Subramaniam further says that miniature art in its true form is very fine, precise and difficult. It becomes expensive and very time-consuming. The government should provide a degree in Indian miniature art at schools across the country. This will help bring about a new generation of skilled artists in this ancient Indian art,” he adds.

He has been conferred a doctorate from the International Tamil University, US, and is now thinking of ways to pass on his knowledge to the next generation.

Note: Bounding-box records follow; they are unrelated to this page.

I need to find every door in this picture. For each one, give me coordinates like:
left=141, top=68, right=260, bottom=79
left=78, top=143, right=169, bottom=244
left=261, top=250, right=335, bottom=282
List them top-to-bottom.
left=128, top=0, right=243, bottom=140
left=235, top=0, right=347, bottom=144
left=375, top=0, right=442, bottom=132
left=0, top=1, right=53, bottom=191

With international travel restrictions set to ease, he is hopeful that things will work out in his favour. “Special arrangements are needed to transport my miniature sculptures. Unlike a normal art exhibition, each work additionally needs a lens placed beside it to enable people to figure its original size,” he says.

Subramaniam dreams of setting up a museum of the smallest sculptures in the world someday. He has held solo shows in cities such as Hyderabad, Delhi and Chennai, but wishes now to exhibit abroad too.